All of this reading and re-reading has spanned my preteen, teen, college-age, early adult, and now, not-so-early adult years.  My relationship with Calvin and his ever-present sidekick became something new in each of the different phases of my life, but never so much as now.  In my mid-40s, I find myself a player in a Calvin and Hobbes “family unit.”  My spouse and I are parents to a school-age boy, an only child with a highly active imagination.  His favorite stuffed animal is a monkey named “Monkey.”  I’ve never seen Monkey eat a tuna sandwich, but I suspect he has midnight snacking tendencies.

I’m acutely aware of how differently I view Calvin’s world as a parent than I did before.  Today, Calvin’s adventures offer up entirely different lessons (frequently about how to keep the bathroom from becoming a swamp during bath time).   There is a new level of nostalgia, poignancy, and even urgency in every panel I read.

This idea that there is an infinite levels of meaning to be found even in a “simple” comic like Calvin and Hobbes is at the center of Imagination and Meaning in Calvin and Hobbes.  Jamey Heit describes the thesis of his text thus, “Calvin and Hobbes enables an imaginative search for meaning that is unique to the space it occupies.”  That is to say, Watterson’s work is particularly open to multiple interpretations.  This is especially true in the moments when Calvin’s imagination launches into full gear.

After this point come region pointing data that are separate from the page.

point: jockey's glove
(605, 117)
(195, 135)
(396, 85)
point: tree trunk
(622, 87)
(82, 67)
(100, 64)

And, since his imagination is on constant display at one level or another (as he imagines Hobbes as a real tiger), there are always multiple viewpoints on display in the story (as the adults view Hobbes one way and Calvin another).  In a contrasting landscape of imagination and reality, where there is a constant tug and pull between the visual elements of the illustration and the verbal text, heavily influenced by sarcasm and irony, Watterson explores every theme you can think of: Life; Death; God; Love; Contentment; and on and on.  While in many cases, Watterson seems to have a clear point of view, it’s also very apparent that Watterson allows his characters to think their own unique thoughts.

Heavily based in the literary theory of Deconstruction, I found Heit’s logic to be very solid and straightforward; however, the extreme level of academic jargon he employs was very daunting for this too-long-out-of-college brain.  I kept wishing for a Young Adult summary.  In spite of the jargon morass, Heit soon moves into a very satisfying topic-by-topic discussion, parsing individual strips and story arcs, analyzing them through the academic lenses of Plato and Aristotle and the like.  The final chapters covering themes of individuality, friendship, and the larger meanings of life were especially enlightening and satisfying.

Heit quotes Pascal in his conclusion, “Imagination decides everything; it creates beauty, justice, and happiness, which is the world’s supreme good.”  A particularly apt description of the world of Calvin and Hobbes, and something I’ll continue to read and re-read, late into the night while my kid and his “Monkey” snooze away in the other room.